Meski Tak 'Romantis' Bangladesh Mau Impor 100.000 Ton Beras dari Myanmar

Achmad Dwi Afriyadi - detikFinance
Minggu, 24 Jan 2021 23:00 WIB
Impor Beras
Foto: Tim Infografis, Andhika Akbarayansyah
Jakarta -

Bangladesh akan membeli 100.000 ton beras dari Myanmar. Hal tersebut mengesampingkan hubungan kedua negara yang retak akibat krisis pengungsi Rohingya.

Sebagaimana dilaporkan Reuters, Minggu (24/12020), harga beras yang tinggi telah menimbulkan masalah bagi pemerintah Bangladesh. Pemerintah Bangladesh tengah berupaya meningkatkan cadangannya karena dampak banjir yang terjadi pada tahun lalu dan mengerek harga beras ke harga tertinggi.

Bangladesh yang mayoritas muslim dan Myanmar yang mayoritas Budha telah berselisih, di mana lebih 1 juta pengungsi Rohingya di kamp-kamp di Bangladesh selatan. Sebagian dari mereka telah melarikan diri dari Myanmar pada tahun 2017 dari tindakan keras pimpinan militer menurut para penyidik PBB. Meski, pernyataan itu sudah dibantah Myanmar.

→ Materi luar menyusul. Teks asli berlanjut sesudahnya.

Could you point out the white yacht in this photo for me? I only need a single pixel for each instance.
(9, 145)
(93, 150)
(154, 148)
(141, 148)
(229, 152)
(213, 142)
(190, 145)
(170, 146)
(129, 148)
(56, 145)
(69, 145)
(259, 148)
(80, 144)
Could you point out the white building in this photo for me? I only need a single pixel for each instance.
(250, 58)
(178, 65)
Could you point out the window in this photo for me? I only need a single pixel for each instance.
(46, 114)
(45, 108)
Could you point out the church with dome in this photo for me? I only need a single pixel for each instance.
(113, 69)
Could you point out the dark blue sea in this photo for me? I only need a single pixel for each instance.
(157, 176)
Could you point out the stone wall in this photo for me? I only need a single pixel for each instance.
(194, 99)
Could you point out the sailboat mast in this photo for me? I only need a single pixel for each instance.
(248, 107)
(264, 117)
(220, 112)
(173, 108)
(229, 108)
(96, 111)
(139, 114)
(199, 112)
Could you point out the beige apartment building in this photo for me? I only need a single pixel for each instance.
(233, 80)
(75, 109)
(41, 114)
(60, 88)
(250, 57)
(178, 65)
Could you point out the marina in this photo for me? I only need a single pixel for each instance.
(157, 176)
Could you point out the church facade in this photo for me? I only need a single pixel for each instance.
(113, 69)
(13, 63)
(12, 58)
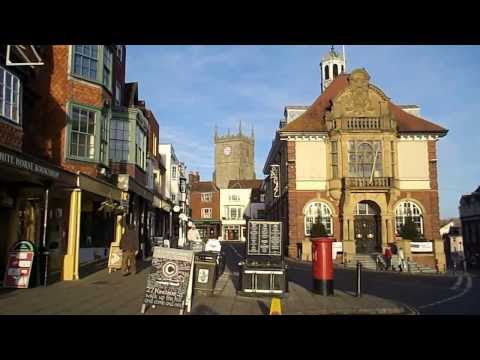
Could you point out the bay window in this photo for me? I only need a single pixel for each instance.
(9, 96)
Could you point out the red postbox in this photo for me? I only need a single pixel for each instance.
(322, 265)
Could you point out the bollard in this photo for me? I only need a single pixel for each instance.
(359, 280)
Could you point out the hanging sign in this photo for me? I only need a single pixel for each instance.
(275, 177)
(19, 265)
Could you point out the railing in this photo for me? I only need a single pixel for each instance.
(366, 183)
(372, 123)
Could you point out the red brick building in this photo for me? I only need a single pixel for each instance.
(205, 207)
(346, 161)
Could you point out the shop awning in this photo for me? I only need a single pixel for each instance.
(99, 187)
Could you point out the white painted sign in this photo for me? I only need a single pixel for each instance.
(213, 245)
(421, 247)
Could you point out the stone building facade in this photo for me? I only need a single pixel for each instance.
(234, 158)
(347, 161)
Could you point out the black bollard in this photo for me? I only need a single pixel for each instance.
(359, 280)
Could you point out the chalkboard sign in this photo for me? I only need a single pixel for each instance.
(169, 280)
(264, 238)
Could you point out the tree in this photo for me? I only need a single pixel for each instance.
(318, 229)
(409, 230)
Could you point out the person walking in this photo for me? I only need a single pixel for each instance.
(401, 256)
(130, 248)
(388, 257)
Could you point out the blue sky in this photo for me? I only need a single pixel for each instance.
(192, 88)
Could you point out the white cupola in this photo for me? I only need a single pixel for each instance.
(332, 65)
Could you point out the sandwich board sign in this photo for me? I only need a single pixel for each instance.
(116, 257)
(170, 280)
(19, 265)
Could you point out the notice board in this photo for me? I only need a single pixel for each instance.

Bangladesh akan mengimpor beras dalam kesepakatan antar pemerintah dengan harga S$ 485 per ton. Biaya tersebut termasuk biaya, asuransi dan pengiriman.

"Prioritas utama kami adalah menurunkan harga beras," kata Mosammat Nazmanara Khanum, sekretaris di kementerian pangan negara tersebut.

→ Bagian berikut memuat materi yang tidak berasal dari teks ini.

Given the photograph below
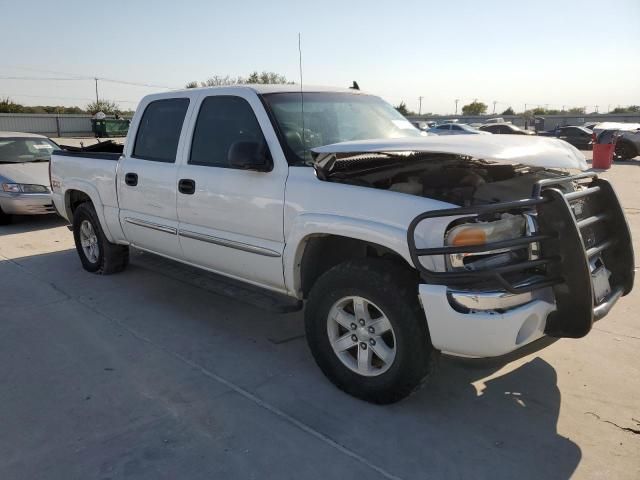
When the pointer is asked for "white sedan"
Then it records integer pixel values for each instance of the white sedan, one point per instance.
(456, 129)
(24, 175)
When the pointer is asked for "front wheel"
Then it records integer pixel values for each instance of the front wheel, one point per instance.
(97, 254)
(367, 332)
(626, 150)
(5, 219)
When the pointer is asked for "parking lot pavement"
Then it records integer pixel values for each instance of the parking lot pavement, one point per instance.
(159, 373)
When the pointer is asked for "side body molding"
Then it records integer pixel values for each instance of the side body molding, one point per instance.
(306, 226)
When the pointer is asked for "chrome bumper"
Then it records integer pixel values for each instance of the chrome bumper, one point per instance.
(26, 203)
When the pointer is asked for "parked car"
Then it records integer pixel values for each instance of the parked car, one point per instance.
(455, 129)
(579, 137)
(24, 175)
(628, 144)
(505, 129)
(423, 125)
(401, 245)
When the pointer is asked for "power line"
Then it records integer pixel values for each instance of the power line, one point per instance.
(39, 78)
(64, 98)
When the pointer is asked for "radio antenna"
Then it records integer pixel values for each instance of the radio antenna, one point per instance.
(304, 144)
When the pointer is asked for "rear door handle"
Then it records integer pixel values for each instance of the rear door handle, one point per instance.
(187, 186)
(131, 179)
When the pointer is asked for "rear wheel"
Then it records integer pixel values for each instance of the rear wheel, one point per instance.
(367, 331)
(97, 254)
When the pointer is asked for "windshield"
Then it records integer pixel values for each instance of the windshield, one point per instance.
(333, 118)
(27, 149)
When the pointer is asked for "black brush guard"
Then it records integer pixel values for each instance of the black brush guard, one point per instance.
(564, 256)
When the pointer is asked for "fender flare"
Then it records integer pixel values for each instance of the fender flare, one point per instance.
(310, 225)
(92, 192)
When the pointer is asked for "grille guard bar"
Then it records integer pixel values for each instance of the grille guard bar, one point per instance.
(559, 231)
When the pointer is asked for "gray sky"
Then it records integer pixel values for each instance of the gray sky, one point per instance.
(571, 53)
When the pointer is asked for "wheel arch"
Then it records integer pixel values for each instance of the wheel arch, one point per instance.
(77, 194)
(319, 242)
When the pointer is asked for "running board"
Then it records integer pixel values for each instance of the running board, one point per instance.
(218, 284)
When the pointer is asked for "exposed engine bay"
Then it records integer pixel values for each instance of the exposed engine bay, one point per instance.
(455, 179)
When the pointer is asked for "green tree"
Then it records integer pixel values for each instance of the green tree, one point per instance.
(253, 78)
(629, 109)
(265, 78)
(9, 106)
(105, 106)
(474, 108)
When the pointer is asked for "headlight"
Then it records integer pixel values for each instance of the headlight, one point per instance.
(24, 188)
(507, 227)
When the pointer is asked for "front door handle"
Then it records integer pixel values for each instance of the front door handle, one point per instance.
(187, 186)
(131, 179)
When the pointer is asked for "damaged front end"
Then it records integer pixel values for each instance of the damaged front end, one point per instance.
(582, 248)
(529, 250)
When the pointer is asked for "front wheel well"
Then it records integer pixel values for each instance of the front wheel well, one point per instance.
(323, 252)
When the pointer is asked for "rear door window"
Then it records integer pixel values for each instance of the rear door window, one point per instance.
(223, 121)
(159, 130)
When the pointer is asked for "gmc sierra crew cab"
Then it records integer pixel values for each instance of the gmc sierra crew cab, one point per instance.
(400, 246)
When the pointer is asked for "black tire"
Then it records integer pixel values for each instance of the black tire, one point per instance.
(393, 289)
(626, 150)
(5, 219)
(111, 258)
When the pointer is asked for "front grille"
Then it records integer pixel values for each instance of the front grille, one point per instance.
(574, 226)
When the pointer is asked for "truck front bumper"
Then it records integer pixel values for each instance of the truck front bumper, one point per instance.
(26, 203)
(481, 333)
(586, 263)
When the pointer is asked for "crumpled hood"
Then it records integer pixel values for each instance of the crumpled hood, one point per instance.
(514, 149)
(36, 173)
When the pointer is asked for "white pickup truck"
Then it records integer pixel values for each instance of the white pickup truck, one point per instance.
(401, 245)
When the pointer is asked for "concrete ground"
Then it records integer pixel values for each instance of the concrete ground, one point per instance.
(162, 372)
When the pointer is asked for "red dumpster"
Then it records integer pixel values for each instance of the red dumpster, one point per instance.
(602, 155)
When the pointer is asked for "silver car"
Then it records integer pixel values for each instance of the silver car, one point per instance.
(24, 175)
(456, 129)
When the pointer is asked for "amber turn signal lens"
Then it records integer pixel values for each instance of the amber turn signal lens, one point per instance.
(469, 236)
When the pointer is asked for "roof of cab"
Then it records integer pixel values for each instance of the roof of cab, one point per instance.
(20, 135)
(261, 89)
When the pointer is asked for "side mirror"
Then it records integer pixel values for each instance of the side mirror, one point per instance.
(249, 156)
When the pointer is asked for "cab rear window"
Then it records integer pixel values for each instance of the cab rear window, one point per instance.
(159, 130)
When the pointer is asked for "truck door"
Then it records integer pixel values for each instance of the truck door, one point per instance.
(147, 178)
(230, 219)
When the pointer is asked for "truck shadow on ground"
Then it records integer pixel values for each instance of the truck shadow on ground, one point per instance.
(468, 422)
(506, 421)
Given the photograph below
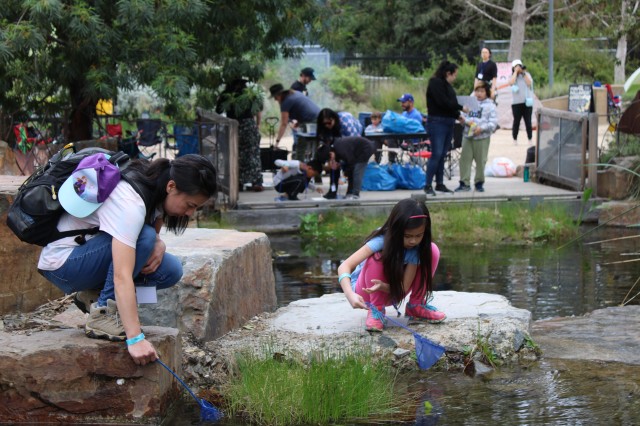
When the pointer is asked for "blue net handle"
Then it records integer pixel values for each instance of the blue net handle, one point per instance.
(207, 411)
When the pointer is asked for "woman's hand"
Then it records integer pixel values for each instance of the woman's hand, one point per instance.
(156, 257)
(356, 301)
(142, 352)
(378, 286)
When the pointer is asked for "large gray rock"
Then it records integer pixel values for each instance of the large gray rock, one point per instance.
(62, 376)
(330, 324)
(610, 334)
(228, 278)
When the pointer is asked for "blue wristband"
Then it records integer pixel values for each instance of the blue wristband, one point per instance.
(135, 340)
(346, 274)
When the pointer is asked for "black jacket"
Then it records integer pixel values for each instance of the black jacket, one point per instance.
(441, 99)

Dia menambahkan, pemerintah dapat membeli sebanyak 10 juta ton beras dari swasta. Sementara, pengusaha diizinkan membeli 10 juta ton lagi dalam setahun hingga Juni.

Lebih lanjut, kesepakatan itu akan segera ditandatangani dan beras akan dikirim pada April secara bertahap. Bangladesh juga membeli 150.000 ton beras dari perusahaan milik negara India NAFED dalam kesepakatan antar pemerintah. Negara tersebut telah mengeluarkan serangkaian tender untuk membeli biji-bijian.

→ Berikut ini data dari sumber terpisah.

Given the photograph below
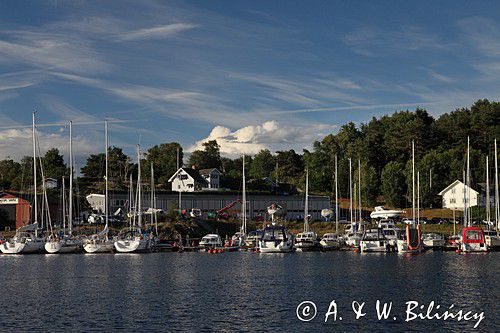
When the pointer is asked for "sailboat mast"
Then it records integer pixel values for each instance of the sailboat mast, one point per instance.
(488, 214)
(350, 190)
(154, 219)
(465, 199)
(418, 197)
(306, 203)
(413, 180)
(178, 175)
(35, 214)
(497, 201)
(359, 192)
(244, 205)
(64, 206)
(106, 201)
(70, 197)
(131, 204)
(468, 184)
(336, 199)
(139, 192)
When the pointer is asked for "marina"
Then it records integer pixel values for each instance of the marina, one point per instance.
(198, 292)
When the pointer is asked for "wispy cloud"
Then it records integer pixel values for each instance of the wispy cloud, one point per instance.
(440, 77)
(371, 41)
(42, 50)
(158, 32)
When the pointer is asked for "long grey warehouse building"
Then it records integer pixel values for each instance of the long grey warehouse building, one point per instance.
(293, 205)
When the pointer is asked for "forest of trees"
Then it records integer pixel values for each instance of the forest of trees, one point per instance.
(383, 145)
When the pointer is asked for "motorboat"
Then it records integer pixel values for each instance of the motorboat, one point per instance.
(330, 241)
(352, 235)
(238, 239)
(391, 232)
(132, 241)
(64, 244)
(253, 238)
(433, 241)
(381, 213)
(374, 240)
(25, 241)
(492, 239)
(473, 240)
(98, 244)
(275, 239)
(210, 241)
(410, 241)
(307, 241)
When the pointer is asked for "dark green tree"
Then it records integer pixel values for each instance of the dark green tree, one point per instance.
(394, 184)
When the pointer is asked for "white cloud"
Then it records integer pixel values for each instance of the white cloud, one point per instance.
(49, 50)
(371, 41)
(162, 31)
(16, 143)
(269, 135)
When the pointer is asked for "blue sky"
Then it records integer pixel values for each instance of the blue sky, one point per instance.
(251, 74)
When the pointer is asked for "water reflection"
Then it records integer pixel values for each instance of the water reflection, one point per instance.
(237, 291)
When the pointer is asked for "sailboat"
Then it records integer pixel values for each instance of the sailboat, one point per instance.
(134, 239)
(239, 238)
(353, 237)
(491, 236)
(473, 239)
(307, 240)
(27, 239)
(66, 243)
(333, 241)
(100, 242)
(411, 241)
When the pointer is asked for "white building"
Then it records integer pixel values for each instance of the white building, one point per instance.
(191, 180)
(50, 183)
(96, 201)
(454, 196)
(212, 177)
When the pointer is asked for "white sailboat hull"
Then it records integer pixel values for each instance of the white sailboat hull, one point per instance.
(275, 247)
(404, 248)
(353, 241)
(99, 247)
(474, 247)
(134, 245)
(374, 246)
(61, 247)
(22, 247)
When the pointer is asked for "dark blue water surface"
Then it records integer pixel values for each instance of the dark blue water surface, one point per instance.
(164, 292)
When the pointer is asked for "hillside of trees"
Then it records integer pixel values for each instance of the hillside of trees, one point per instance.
(383, 145)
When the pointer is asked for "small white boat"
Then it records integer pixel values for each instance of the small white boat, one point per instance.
(253, 238)
(492, 239)
(133, 241)
(98, 245)
(410, 241)
(373, 240)
(211, 241)
(25, 241)
(61, 245)
(275, 239)
(307, 241)
(433, 241)
(330, 241)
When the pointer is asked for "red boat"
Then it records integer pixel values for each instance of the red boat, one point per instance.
(473, 240)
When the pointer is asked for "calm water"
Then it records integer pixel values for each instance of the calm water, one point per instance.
(240, 291)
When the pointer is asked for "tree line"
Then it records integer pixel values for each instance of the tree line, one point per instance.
(383, 146)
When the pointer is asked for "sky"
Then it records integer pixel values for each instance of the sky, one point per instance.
(251, 74)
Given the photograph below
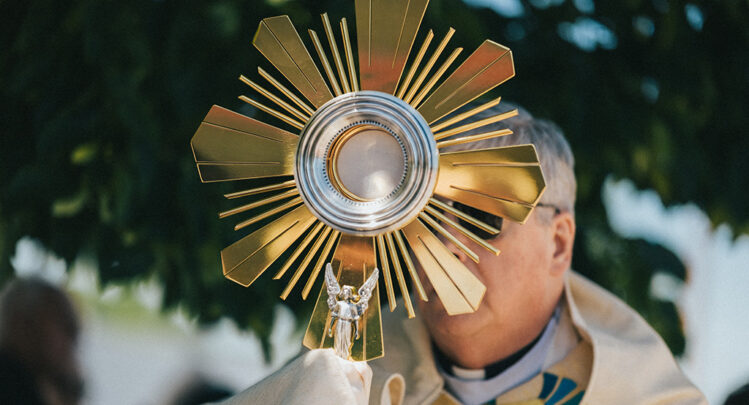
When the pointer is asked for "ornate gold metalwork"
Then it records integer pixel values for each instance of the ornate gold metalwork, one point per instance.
(457, 288)
(364, 109)
(428, 66)
(415, 64)
(503, 181)
(386, 30)
(488, 67)
(277, 39)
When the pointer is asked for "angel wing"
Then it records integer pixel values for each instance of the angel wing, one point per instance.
(333, 287)
(365, 291)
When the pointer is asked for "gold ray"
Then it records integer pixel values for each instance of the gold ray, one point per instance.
(442, 231)
(399, 276)
(487, 67)
(473, 138)
(277, 39)
(415, 64)
(462, 116)
(349, 56)
(230, 146)
(281, 116)
(436, 76)
(470, 235)
(386, 271)
(503, 181)
(353, 261)
(428, 66)
(260, 190)
(336, 54)
(288, 93)
(272, 97)
(476, 124)
(299, 249)
(245, 260)
(305, 262)
(283, 207)
(458, 289)
(465, 217)
(386, 31)
(320, 263)
(325, 63)
(247, 207)
(409, 265)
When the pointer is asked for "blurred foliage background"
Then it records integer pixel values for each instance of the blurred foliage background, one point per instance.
(100, 100)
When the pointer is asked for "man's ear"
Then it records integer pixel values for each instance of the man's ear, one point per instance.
(563, 227)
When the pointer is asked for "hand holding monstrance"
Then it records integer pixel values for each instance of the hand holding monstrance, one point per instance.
(346, 312)
(365, 158)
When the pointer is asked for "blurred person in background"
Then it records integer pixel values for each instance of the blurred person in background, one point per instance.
(39, 330)
(543, 334)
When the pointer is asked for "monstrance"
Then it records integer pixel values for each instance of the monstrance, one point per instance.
(371, 182)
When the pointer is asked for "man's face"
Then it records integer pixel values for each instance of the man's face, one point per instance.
(522, 283)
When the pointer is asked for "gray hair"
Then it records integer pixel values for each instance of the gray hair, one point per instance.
(557, 161)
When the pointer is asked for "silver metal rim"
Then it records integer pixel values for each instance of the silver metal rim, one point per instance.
(324, 197)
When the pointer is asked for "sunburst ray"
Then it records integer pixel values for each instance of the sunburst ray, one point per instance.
(245, 260)
(488, 66)
(272, 97)
(277, 39)
(353, 261)
(503, 181)
(332, 242)
(299, 249)
(386, 31)
(385, 268)
(231, 146)
(430, 63)
(261, 190)
(336, 55)
(457, 288)
(306, 261)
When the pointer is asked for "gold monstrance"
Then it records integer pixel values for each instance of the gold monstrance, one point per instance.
(366, 164)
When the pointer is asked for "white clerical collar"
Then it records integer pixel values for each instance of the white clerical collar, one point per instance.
(471, 387)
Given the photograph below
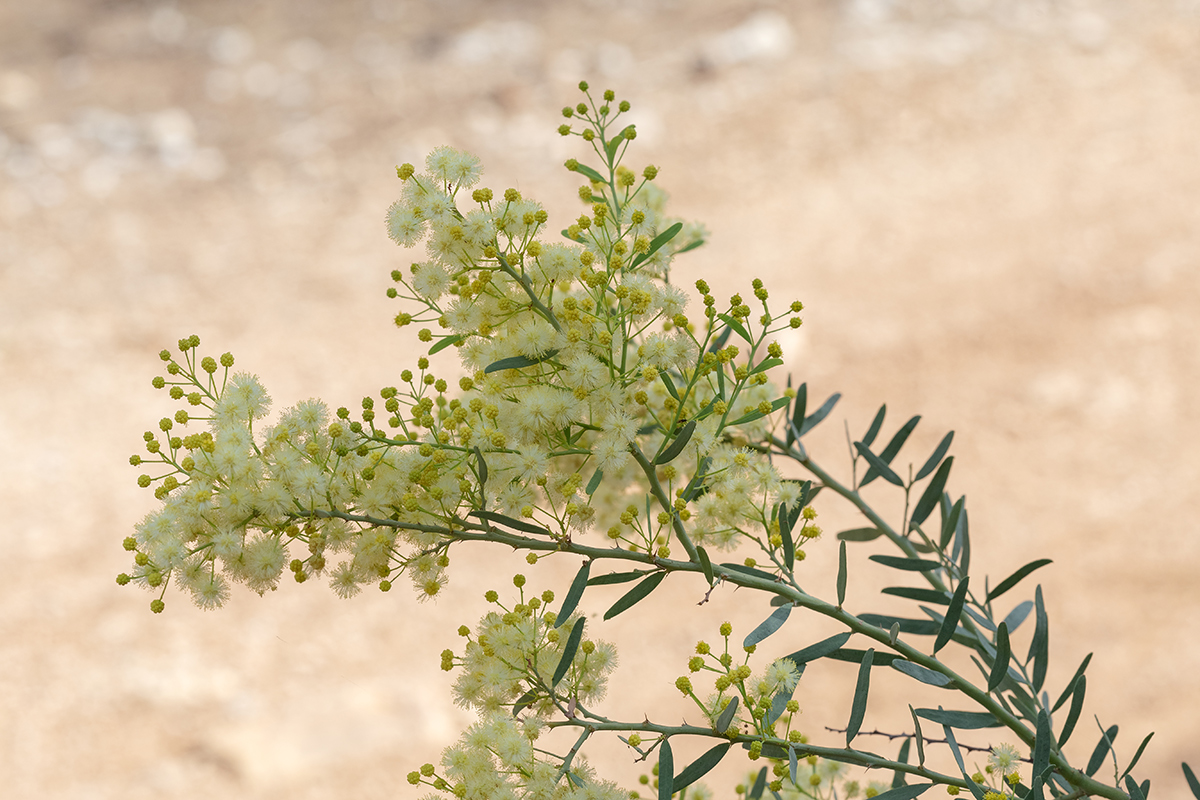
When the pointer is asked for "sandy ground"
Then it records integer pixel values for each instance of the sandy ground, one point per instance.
(990, 210)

"Kami dapat membeli lebih banyak beras dari India dalam kesepakatan antar negara," kata Khanum.

Ia melanjutkan, kementerian pangan sedang mengadakan pembicaraan dengan beberapa badan negara India lainnya. Untuk diketahui, Bangladesh merupakan produsen beras terbesar ketiga di dunia dengan produksi 35 juta ton per tahun di mana beras itu untuk memenuhi kebutuhan dalam negeri. Bangladesh juga membutuhkan impor untuk menghadapi banjir dan kekeringan.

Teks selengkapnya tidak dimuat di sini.